For some time, there has been compelling evidence both from randomised-controlled trials and from observational studies, that some of the breast-cancer radiotherapy regimens used in the past have led to increased risk of mortality from heart disease. There is also some evidence that the more recent regimens used in the USA are associated with lower risks than previous ones, but it is not clear whether current regimens are free from cardiac risk, especially in the light of recent evidence from the survivors of the bombings of Hiroshima and Nagasaki, in whom a clear relationship was observed between the risk of mortality from heart disease and radiation dose for doses in the range 0-4 Gy.
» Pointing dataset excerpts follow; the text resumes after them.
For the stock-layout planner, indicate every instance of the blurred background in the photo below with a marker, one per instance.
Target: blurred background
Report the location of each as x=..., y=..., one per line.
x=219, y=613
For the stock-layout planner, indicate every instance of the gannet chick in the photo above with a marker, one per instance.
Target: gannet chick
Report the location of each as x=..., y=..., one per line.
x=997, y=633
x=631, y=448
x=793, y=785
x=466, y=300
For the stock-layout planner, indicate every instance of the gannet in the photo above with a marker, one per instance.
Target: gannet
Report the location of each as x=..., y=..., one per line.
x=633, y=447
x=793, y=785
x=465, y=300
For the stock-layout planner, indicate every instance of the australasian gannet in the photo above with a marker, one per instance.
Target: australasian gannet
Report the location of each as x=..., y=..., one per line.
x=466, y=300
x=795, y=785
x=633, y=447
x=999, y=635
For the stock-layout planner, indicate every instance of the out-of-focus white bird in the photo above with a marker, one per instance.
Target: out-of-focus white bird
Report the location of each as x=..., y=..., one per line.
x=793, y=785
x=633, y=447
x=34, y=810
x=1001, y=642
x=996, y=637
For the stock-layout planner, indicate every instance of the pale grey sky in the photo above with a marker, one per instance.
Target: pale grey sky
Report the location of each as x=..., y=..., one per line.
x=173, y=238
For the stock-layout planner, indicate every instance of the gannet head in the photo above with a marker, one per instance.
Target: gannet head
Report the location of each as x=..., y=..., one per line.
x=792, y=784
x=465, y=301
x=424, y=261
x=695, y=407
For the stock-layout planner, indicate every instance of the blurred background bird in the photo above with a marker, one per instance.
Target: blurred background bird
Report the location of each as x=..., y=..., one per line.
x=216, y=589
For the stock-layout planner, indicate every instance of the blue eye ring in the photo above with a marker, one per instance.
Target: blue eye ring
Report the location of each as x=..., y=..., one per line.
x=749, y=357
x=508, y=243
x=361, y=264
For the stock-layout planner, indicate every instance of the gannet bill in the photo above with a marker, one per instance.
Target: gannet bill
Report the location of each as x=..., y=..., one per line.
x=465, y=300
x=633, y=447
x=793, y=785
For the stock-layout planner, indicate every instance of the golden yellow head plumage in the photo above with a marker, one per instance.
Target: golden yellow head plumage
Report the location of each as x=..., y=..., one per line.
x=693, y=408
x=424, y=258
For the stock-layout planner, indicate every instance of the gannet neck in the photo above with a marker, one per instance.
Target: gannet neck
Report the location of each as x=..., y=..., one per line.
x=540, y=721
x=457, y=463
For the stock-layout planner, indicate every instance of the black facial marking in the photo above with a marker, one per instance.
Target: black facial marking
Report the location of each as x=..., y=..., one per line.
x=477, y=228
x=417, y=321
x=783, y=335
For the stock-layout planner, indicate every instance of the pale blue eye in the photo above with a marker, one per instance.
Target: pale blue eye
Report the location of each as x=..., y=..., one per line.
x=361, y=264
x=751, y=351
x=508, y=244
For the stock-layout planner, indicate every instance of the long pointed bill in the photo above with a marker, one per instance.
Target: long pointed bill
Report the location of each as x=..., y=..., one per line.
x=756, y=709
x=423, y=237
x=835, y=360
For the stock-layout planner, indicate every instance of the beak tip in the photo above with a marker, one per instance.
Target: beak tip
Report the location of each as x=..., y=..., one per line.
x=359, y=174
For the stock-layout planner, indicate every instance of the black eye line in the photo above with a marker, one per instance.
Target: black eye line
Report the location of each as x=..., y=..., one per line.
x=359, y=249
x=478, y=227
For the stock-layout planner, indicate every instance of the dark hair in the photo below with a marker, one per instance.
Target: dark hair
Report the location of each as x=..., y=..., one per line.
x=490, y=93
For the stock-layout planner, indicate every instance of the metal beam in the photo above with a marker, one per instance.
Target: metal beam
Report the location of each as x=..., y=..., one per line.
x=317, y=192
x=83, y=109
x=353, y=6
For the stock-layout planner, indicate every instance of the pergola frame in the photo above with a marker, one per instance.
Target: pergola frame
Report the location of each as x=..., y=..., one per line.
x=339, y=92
Mortality from radiation-induced heart disease usually occurs at least a decade after irradiation. Symptomatic heart disease might have a much shorter induction period, but little information about it is available at present. Subclinical vascular abnormalities have been observed within months of irradiation, via myocardial perfusion imaging studies, but little is known about the relationship between these and later overt heart disease. At present, few data relate heart dose and other specific characteristics of breast radiotherapy to cardiac outcome. Further information on these topics is needed to enable estimation of the cardiac risk, that is likely to arise from radiotherapy regimens in current use and from those being considered for future use. Such knowledge would facilitate radiotherapy treatment planning and enable a reduction in cardiac risk while maintaining the known benefit in terms of breast cancer mortality.